Questionado sobre a capacidade do Ministério da Agricultura para dar resposta aos desafios, nomeadamente, a inflação, o responsável considera que “o Governo não tem dado a devida atenção a ao setor”, como é o caso das “ajudas aos agricultores para atenuar os inúmeros problemas que das recentes crises”, como a “Covid-19”, a “seca”, a “guerra”, os “combustíveis” ou a “energia”. Comparativamente com a atuação do Governo espanhol, Firmino Cordeiro considera que “nós ficamos muito, mas muito aquém da celeridade com que os agricultores espanhóis recebem apoios, alguns diretos no ato de comprar os fatores de produção, como os combustíveis e energia”. E esta é uma situação que ainda se agrava mais por “serem os nossos concorrentes mais diretos, estamos sempre a competir bem abaixo do nível mínimo aceitável quando queremos exportar e fazer negócios, com tudo mais caro, temos menos lucro, margens miseráveis, por vezes até negativas, e claro neste cenário vamos continuar a assistir a muitas explorações a fechar portas”.
Quanto às perspetivas para o ano 2023, o engenheiro está muito pessimista: “(Vai ser) terrível, com pouco dinheiro para investir no setor, vamos rapar o tacho dos restos do PDR2020 e do PRR, e com o novo quadro com muitas medidas previstas apenas para 2024”. E “se os fatores de produção não baixarem, se a inflação demorar a baixar e os preços ao produtor não subirem (apesar de subirem muito nos hipermercados ao consumidor), para margens minimamente aceitáveis, e com o nível de apoios do Estado apenas, apenas colado ao que Bruxelas tem para oferecer, o setor e os agricultores vão atravessar tempos extremamente difíceis”, alerta. A isto acresce o facto de Portugal ser, na Europa, o país com “os agricultores mais envelhecidos e menos rejuvenescido”, pelo que se exigia “muito mais empenho” até porque, “nos últimos anos melhoramos muito a nossa autossuficiência alimentar e as exportações, graças ao espirito de missão e esforço dos agricultores, porque o Governo faz os mínimos que Bruxelas impõe, infelizmente é assim”.

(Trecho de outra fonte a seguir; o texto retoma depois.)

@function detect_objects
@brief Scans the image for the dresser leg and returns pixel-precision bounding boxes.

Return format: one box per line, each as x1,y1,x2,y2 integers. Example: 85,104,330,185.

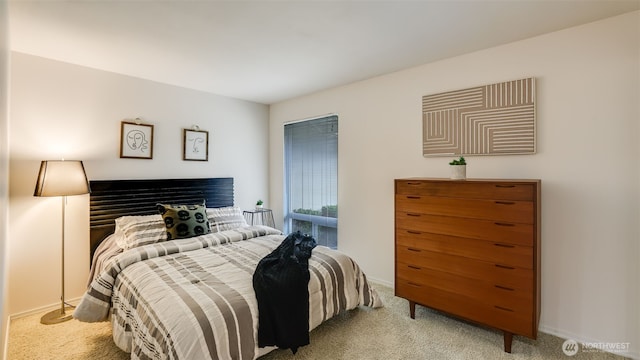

Aos portugueses, o diretor-geral da AJAP assegura que o setor continuará a fazer de tudo para que nada lhes falte: “Os portugueses, em geral, já perceberam que os seus homens do campo não viram as costas às suas responsabilidades, compromissos e missão, quase não faltaram produtos nos tempos Covid…”. Nesta equação, o responsável atenta na necessidade de ser dado “mais apoios às vendas diretas e aos circuitos curtos de comercialização”, pois “uma percentagem significativa dos portugueses está a retomar hábitos de comprar produtos locais, sem percorrerem grandes distâncias para chegar a suas casas, quase sem intermediários”. É, assim, uma “aposta interessante onde todos ganhamos, o ambiente desde logo, os agricultores praticam preços mais justos e, acima de tudo, os clientes compram produtos mais frescos, de melhor qualidade e a melhor preço”, remata.